Ecology and Climate Tolerance of Emerging Tick Disease Vectors in Central Appalachia/Southwestern Virginia
Little is known about the tick populations found within the central Appalachian/southwestern region of Virginia. The main focus of this research was to better assess local tick communities in the central Appalachian-Southwestern region of Virginia, which was addressed by determining species diversity, habitat associations, seasonal phenology, pathogen prevalence, and ecological factors that influences tick presence and abundance. A field study was conducted from June 2019 - November 2020 across 8 counties and 3 habitat types. Forested habitats exhibited greater tick species diversity than pasture and urban habitats. Each tick species was observed to be associated with particular habitats. The presence of B. burgdorferi sensu stricto (causative agent of Lyme disease), the human variant of A. phagocytophilum (causative agent of human granulocytic anaplasmosis), and Powassan virus (the causative agent of Powassan encephalitis) were detected in collected field specimens, suggesting a significant threat to public health. The detection of Powassan virus RNA in local Ixodes scapularis ticks is the first evidence of this viral pathogen within the region.

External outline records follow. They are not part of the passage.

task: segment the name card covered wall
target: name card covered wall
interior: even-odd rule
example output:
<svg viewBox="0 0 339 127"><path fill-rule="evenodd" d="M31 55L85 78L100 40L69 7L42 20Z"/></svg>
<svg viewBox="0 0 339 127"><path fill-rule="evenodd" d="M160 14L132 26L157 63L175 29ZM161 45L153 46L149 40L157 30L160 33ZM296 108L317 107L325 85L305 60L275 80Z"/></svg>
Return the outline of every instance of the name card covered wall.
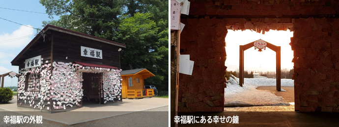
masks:
<svg viewBox="0 0 339 127"><path fill-rule="evenodd" d="M81 56L102 59L102 50L81 46Z"/></svg>
<svg viewBox="0 0 339 127"><path fill-rule="evenodd" d="M25 68L41 66L41 55L25 60Z"/></svg>

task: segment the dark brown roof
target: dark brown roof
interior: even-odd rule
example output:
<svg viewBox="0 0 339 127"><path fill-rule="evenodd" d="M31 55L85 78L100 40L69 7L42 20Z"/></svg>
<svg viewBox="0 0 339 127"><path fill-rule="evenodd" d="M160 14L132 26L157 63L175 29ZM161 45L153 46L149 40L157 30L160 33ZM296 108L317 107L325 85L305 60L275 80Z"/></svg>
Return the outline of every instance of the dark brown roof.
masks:
<svg viewBox="0 0 339 127"><path fill-rule="evenodd" d="M99 38L99 37L97 37L96 36L90 35L88 34L84 34L83 33L80 33L79 32L71 31L69 30L67 30L66 29L63 29L62 28L54 26L53 25L51 25L49 24L46 25L44 28L44 29L43 29L42 30L41 30L41 31L44 31L45 32L46 32L48 30L50 30L50 29L51 29L51 30L53 30L53 31L57 31L60 32L68 32L68 33L74 33L74 34L75 34L78 35L79 36L81 36L82 37L86 37L86 38L87 38L89 39L94 39L94 40L96 40L96 41L100 41L100 42L102 42L103 43L106 43L110 44L112 45L115 45L117 46L120 47L121 48L126 48L126 45L125 44L119 43L118 42L114 42L114 41L113 41L112 40L106 40L106 39L103 39L101 38ZM30 41L30 42L27 45L26 45L26 47L25 47L24 48L24 49L23 49L23 50L22 50L21 52L20 52L20 53L19 53L19 54L18 54L18 55L16 57L15 57L15 58L12 61L12 62L11 62L11 63L12 63L12 64L13 65L13 63L15 61L16 61L16 60L17 59L18 59L21 56L22 56L23 53L24 53L26 51L27 51L27 50L28 50L28 49L30 47L30 45L34 44L36 42L36 39L37 39L40 36L41 36L41 34L38 33L35 36L35 37L34 37L34 38L33 38L33 39L32 39L32 40Z"/></svg>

The overwintering abilities of ticks, whose populations are expanding or becoming more invasive, including Haemaphysalis longicornis, Amblyomma americanum, and Amblyomma maculatum, were examined through a combination of laboratory and field experiments. Amblyomma americanum and H. longicornis nymphal ticks had a lower supercooling temperature than adult ticks, suggesting their potential to overwinter better; A. maculatum nymphs had similar average supercooling temperatures as the other two species at nymphal stage. Via a field experiment, A. americanum, H. longicornis, and A. maculatum were subjected to natural elements of a Virginian winter in a two-factor design investigating elevation and potential insulation coverage. Elevation and insulation coverage were found to have no significant impact on the overwintering survival of H. longicornis and A. americanum. However, the life-stage of the tick was determined to be a significant factor that dictated the survival of ticks of these species. Overwintering survival of Amblyomma maculatum nymphs was influenced by insulation (proxied by leaf litter); which may be attributed to this tick's preference of drier climate. Low overwintering survival suggests that a tick may not be able to establish a permanent population within the area.